Los tres relatos de no ficción constituían denuncias que tenían como objetivo promover la intervención de la Justicia, aunque en ... Rosendo, el último de ellos, las expectativas de obtener esa respuesta son ya muy limitadas. El resto de su obra literaria de la década del 60 no puede ser considerada menos política. Sin embargo, ninguno de los cuentos, ni el teatro que publica en la misma época, funcionan como textos de denuncia. Si lo pretendieran, se correría un doble riesgo: la denuncia perdería eficacia directa, “se sacraliza como arte”, y además, cuando el propósito político es demasiado manifiesto, es probable que el resultado no sea satisfactorio. Al autor de Operación... no le faltaban ejemplos cuando advertía que había otras formas de hacer política sin necesidad de “elegir la literatura para desacreditarla”.

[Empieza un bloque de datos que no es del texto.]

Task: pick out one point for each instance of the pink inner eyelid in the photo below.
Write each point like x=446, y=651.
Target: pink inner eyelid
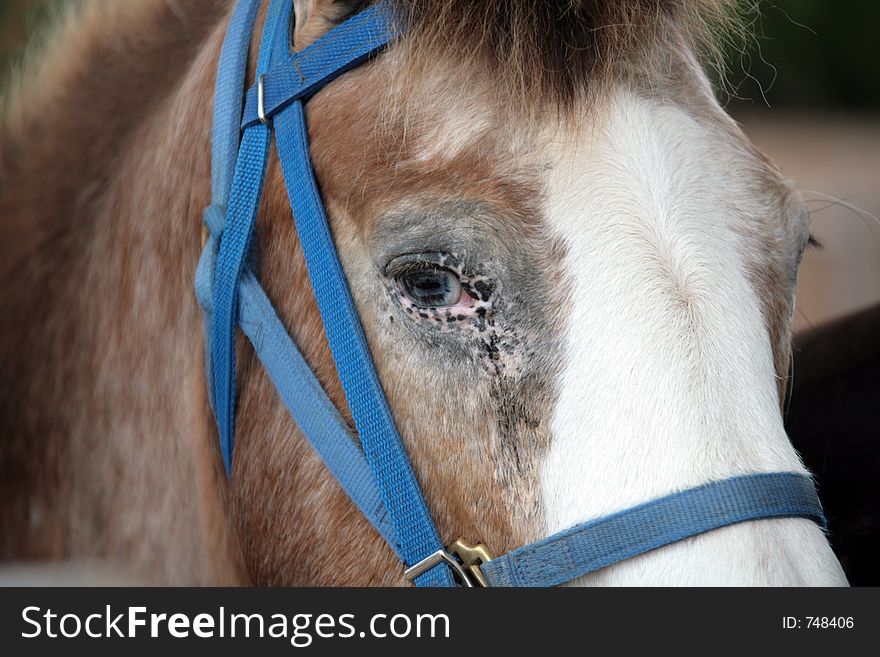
x=465, y=302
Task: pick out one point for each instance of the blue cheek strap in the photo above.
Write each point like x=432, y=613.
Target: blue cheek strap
x=379, y=478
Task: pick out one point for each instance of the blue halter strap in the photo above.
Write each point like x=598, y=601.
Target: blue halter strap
x=379, y=478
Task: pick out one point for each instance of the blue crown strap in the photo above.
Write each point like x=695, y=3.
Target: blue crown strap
x=599, y=543
x=247, y=187
x=300, y=390
x=231, y=76
x=383, y=448
x=300, y=74
x=225, y=138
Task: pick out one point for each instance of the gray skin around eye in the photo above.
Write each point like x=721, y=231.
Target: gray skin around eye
x=505, y=275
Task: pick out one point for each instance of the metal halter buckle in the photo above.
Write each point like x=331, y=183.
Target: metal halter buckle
x=261, y=101
x=463, y=558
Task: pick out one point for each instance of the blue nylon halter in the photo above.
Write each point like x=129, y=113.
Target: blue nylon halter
x=379, y=479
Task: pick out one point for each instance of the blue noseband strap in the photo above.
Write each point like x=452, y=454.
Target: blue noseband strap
x=593, y=545
x=379, y=479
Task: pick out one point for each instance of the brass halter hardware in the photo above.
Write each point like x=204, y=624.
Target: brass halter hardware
x=472, y=557
x=465, y=559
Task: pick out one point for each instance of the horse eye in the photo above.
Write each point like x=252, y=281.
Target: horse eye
x=430, y=288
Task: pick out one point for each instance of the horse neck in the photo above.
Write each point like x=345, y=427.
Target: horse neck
x=105, y=169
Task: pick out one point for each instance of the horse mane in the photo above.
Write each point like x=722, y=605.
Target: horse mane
x=551, y=51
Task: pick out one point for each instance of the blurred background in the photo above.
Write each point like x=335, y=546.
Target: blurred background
x=806, y=89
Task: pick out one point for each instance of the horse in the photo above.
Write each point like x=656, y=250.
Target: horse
x=574, y=272
x=832, y=421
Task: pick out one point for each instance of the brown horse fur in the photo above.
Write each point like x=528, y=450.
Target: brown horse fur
x=108, y=447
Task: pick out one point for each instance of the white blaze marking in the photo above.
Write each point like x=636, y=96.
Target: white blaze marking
x=669, y=379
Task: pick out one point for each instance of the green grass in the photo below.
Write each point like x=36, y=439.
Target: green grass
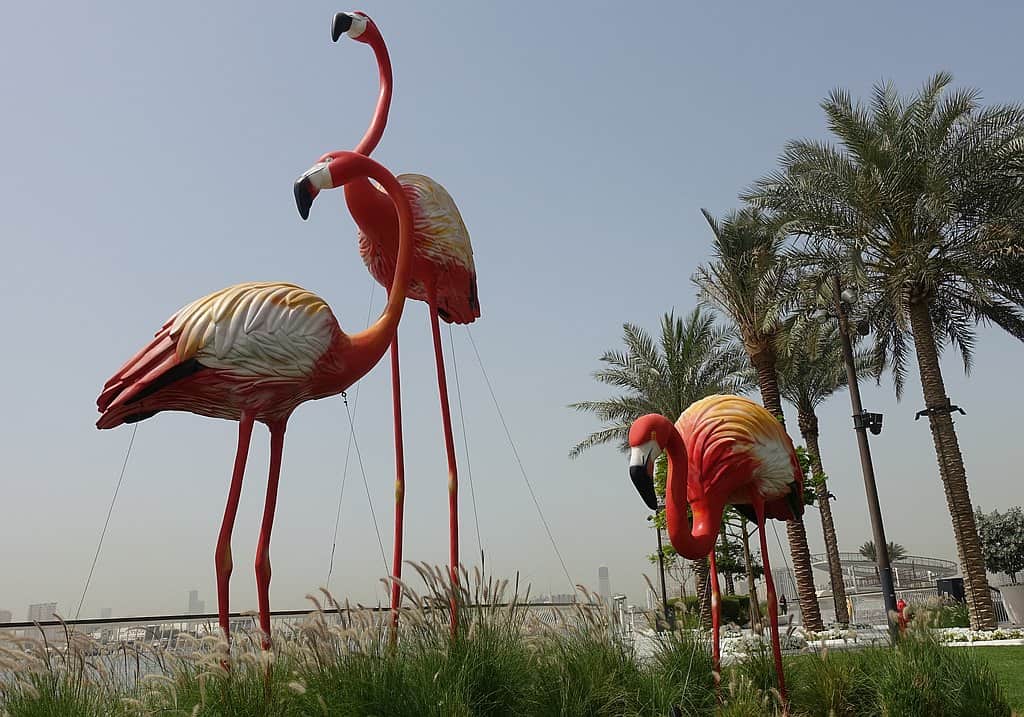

Walsh ha eludido sistemáticamente los caminos de la novela histórica. Desarrolla su obra en dos líneas paralelas que nunca se confunden. La distinción entre “ficción” y “no ficción” no se apoya sólo en la relación con un referente real sino en el propósito político de la escritura. Cuando se frustra lo que concibe como una investigación sobre el secuestro del cadáver de Eva Perón, Walsh prefiere escribir un cuento en el que se libera de toda referencia documentada (no se menciona el apellido del coronel a quien entrevista, ni siquiera Evita es nombrada). El texto no funcionará como denuncia –(de hecho no tuvo una gran repercusión en el momento de ser publicado)– pero ha dejado una marca notable, tanto en el modo en que siguió tratándose el episodio en la literatura como en la adopción de la figura de Evita como símbolo de una visión radicalizada del compromiso social en la política.